52 Secondly, the substratum of that joint relationship or endeavour, must have been removed or the joint endeavour prematurely terminated “without attributable blame”.

53 Thirdly, there must be the requisite element of unconscionability - it would be unconscionable for the benefit of those monetary and non-monetary contributions to be retained by the other party to the joint endeavour.


      (i) Was there a joint endeavour?

54 The first question to be addressed is whether there was a joint endeavour between the Boumelhems and their son, pursuant to which the Boumelhems made monetary or non-monetary contributions in connection with the acquisition of the Dundas property.

55 The defendants contend that the proper characterisation of the relationship between the Boumelhems and their son, in relation to the Dundas property, is that of debtor/creditor.

56 First, it is said that the evidence demonstrates that there was a history of lending by the Boumelhems to their son and of increasing indebtedness by him, pointing to the initial loan in about 1998 for his café business, followed by their willingness in 2002 to take an increased mortgage (almost triple the original amount) to cover their son’s increasing indebtedness on the failure of his café business.

57 Secondly, reliance is placed on Mrs Boumelhem’s statement (relied on as an admission) in her affidavit that she “agreed to lend” her son the money in 2004 and on Michael Boumelhem’s acceptance that it was John Boumelhem who was to have the responsibility of meeting the minimum repayments due on the Adelaide Bank loan until the Dundas property was complete (para 3, affidavit 11 March 2009).

58 Thirdly, the defendants point to the fact that both the Boumelhems and their son signed the Deed of Charge, which in its terms acknowledged certain loans to have been made to assist John Boumelhem in his business (though not, I note, to assist him in the acquisition/development of the Dundas property). Although no estoppel by deed is or could be invoked by the defendants, it is said that the execution of this Deed is a matter which has evidentiary weight and that I should not readily infer that solicitors of this Court (or third parties not before this Court during the hearing) would improperly or dishonestly have participated in the documentation of a transaction which did not have some factual basis.

59 Finally, it is submitted that I should put no weight on John Boumelhem’s evidence and should heavily discount the evidence of his parents given their clear self-interest in the outcome of the proceedings and in the case of Mr Boumelhem, his poor recollection in the witness box of the relevant conversations.

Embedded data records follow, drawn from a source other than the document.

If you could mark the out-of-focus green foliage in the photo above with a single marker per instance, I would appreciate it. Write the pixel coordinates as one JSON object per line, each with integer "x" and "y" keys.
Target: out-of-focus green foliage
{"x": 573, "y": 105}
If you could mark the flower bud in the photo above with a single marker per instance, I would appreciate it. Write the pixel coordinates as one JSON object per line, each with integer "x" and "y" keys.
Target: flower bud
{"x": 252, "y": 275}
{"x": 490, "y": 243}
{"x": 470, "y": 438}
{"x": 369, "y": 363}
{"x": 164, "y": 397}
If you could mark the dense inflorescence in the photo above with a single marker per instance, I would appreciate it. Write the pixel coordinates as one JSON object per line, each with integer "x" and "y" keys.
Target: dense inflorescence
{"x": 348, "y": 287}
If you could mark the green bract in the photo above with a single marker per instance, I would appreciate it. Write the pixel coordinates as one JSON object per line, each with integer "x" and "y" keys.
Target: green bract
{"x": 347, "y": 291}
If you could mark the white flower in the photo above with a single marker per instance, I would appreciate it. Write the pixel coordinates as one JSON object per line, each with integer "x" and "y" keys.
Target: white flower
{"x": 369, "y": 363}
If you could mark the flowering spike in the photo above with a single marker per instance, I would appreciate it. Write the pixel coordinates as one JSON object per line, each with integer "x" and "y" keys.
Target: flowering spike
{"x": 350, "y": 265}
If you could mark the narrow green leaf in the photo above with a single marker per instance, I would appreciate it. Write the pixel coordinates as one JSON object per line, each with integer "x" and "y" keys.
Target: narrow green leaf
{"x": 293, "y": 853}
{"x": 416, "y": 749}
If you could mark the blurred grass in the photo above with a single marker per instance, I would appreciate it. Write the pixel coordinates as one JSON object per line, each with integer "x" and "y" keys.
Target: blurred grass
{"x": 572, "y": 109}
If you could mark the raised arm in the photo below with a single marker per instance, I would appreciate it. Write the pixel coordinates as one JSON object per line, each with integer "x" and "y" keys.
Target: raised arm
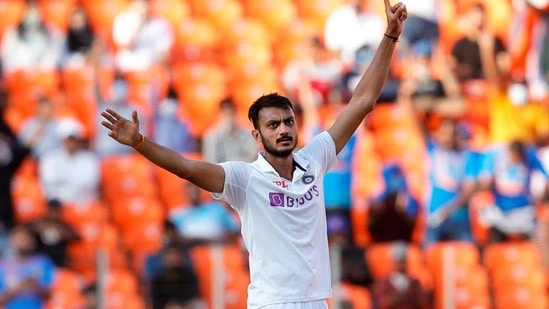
{"x": 370, "y": 85}
{"x": 208, "y": 176}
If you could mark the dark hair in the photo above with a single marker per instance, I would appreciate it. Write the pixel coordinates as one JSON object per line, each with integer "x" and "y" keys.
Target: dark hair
{"x": 267, "y": 100}
{"x": 519, "y": 148}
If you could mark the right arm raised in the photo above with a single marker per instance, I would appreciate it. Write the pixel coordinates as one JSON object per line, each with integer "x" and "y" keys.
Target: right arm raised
{"x": 208, "y": 176}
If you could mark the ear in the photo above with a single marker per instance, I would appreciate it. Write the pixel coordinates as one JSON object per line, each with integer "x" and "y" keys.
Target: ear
{"x": 256, "y": 135}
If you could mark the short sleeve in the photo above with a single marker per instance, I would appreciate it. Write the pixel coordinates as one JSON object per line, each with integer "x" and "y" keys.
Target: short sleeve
{"x": 237, "y": 176}
{"x": 487, "y": 165}
{"x": 322, "y": 148}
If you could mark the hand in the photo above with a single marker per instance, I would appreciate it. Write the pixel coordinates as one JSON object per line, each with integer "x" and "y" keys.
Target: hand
{"x": 121, "y": 129}
{"x": 396, "y": 15}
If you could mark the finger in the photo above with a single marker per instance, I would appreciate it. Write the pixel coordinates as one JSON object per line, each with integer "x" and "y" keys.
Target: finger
{"x": 387, "y": 5}
{"x": 401, "y": 12}
{"x": 113, "y": 114}
{"x": 108, "y": 117}
{"x": 107, "y": 125}
{"x": 134, "y": 117}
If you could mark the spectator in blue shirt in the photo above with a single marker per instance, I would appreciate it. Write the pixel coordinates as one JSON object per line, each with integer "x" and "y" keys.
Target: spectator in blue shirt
{"x": 452, "y": 178}
{"x": 25, "y": 276}
{"x": 506, "y": 171}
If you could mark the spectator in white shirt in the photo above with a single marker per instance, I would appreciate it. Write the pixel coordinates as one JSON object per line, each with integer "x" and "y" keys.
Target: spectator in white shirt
{"x": 31, "y": 45}
{"x": 141, "y": 39}
{"x": 351, "y": 27}
{"x": 70, "y": 173}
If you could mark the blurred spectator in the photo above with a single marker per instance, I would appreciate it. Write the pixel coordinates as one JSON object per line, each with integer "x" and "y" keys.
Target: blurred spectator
{"x": 204, "y": 221}
{"x": 25, "y": 276}
{"x": 393, "y": 214}
{"x": 70, "y": 173}
{"x": 354, "y": 268}
{"x": 80, "y": 39}
{"x": 118, "y": 99}
{"x": 176, "y": 285}
{"x": 399, "y": 290}
{"x": 228, "y": 139}
{"x": 319, "y": 69}
{"x": 467, "y": 62}
{"x": 506, "y": 172}
{"x": 141, "y": 39}
{"x": 43, "y": 120}
{"x": 31, "y": 45}
{"x": 351, "y": 27}
{"x": 452, "y": 169}
{"x": 530, "y": 37}
{"x": 54, "y": 235}
{"x": 12, "y": 153}
{"x": 422, "y": 25}
{"x": 362, "y": 58}
{"x": 89, "y": 294}
{"x": 153, "y": 262}
{"x": 170, "y": 130}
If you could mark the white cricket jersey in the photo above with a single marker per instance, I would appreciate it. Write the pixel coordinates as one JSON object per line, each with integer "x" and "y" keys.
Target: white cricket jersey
{"x": 284, "y": 224}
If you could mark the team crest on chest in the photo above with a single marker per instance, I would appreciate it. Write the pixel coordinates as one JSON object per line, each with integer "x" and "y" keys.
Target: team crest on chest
{"x": 307, "y": 179}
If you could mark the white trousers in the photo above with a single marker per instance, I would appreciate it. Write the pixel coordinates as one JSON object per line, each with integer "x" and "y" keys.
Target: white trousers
{"x": 317, "y": 304}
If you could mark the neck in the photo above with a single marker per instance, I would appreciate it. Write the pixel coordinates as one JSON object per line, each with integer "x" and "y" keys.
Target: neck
{"x": 284, "y": 166}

60 As to the first, I do not infer from the fact that the Boumelhems agreed to make a relatively small loan in 1997 or 1998 to assist their son in the setting up of his café business, and then later agreed to a more substantial mortgage when that business failed, that two years later again (by which time their son was older and had set up an independent business that was apparently doing well) they would have been likely to have agreed to triple yet again the size of their mortgage, had there not been an expectation that they would share in the benefit from the development of the Dundas property.

61 The Boumelhems are pensioners. A $450,000 loan would have been impossible for them to repay over the term of their lives without assistance from the family. Michael Boumelhem, who gave the rest of his evidence quietly and unemotionally through the interpreter, was visibly taken aback by the suggestion that he might have agreed to make a loan of such an amount to one only of his seven children. His response seemed to me to be genuine in that regard.

62 Mr Boumelhem was adamant that he did not lend his son the money made available by means of the refinanced mortgage over the Concord property:

          How would I give him such a big amount when I have seven other [sic] children. How would I give him a loan of $400,000 (T 26).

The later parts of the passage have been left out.